Both teams of scientists created a man-made form of the H5N1 influenza virus in the goal of figuring out what makes the avian pathogen tick.
BIRD FLU HISTORY
Circulating among poultry, H5N1 leapt to humans in 1997, killing more than one in every two people that it infected.
Even though the virus was extremely lethal, it was not very contagious. It holed up in the bottom of the lungs rather than the upper airways, where viruses are spread by sneezing and coughing.
As a result, there have been only 573 documented cases of H5N1, although 336 have been fatal, according to the UN’s World Health Organisation (WHO).
The lab-made pathogen reportedly swept away the mainstream concept of H5N1’s lethality-versus-spreadability balance.
Tested on ferrets, it turned out to be both deadly and contagious. How much, though, has not emerged.
NSABB chair Paul Keim, a microbial geneticist, told the AAAS Science Insider report last month that he had huge concerns.
“I can’t think of another pathogenic organism that is as scary as this one,” Keim was quoted as saying. “I don’t think anthrax is scary at all compared to this.”
DUTCH TEAM
In an interview with AFP on Wednesday, the Rotterdam team leader Fouchier said his paper had been redrafted in order to uphold the NSABB recommendations.

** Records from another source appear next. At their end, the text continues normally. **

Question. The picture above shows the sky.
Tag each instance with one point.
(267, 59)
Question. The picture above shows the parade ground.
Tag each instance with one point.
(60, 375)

But, he argued, publishing the full findings could help save lives by giving insights into how the virus becomes airborne and spreads through human contact.
He denied that his work, carried out in an extremely secure Level Three biosafety lab, could be an off-the-shelf blueprint for terrorists. (VN: The only terrorists on this planet right now are the dual citizens of a foreign nation that is also occupying our government and they are very famous for their terrorist acts. Does the USS Liberty ring a bell? How about 9-11?)
Several killer viruses and germs, including the bacteria for anthrax and the plague, have already been genetically sequenced and their data placed in the public domain.
“Recreating this virus is definitely not easy. You need highly-skilled people and a very large team, as well as specialised facilities to do this type of work,” Fouchier said.
Oxford said that, with billions of poultry around the world, there was a statistical probability that one day the same genetic alignment of H5N1 that was created artificially would crop up naturally.
“The biggest terrorist on this planet is Mother Nature. That’s what we have to worry about, not someone sitting in a cave in Afghanistan,” he said. (VN: or a Kabuz in Israel).
Jean-Claude Manuguerra of France’s Pasteur Institute said censorship or filtering of data was unlikely to work on practical grounds, given the informal networks that exist among scientists.
And it posed ethical dilemmas.
“Who is going to set down the procedures for publication?” he asked. “And who would have access to the complete data?”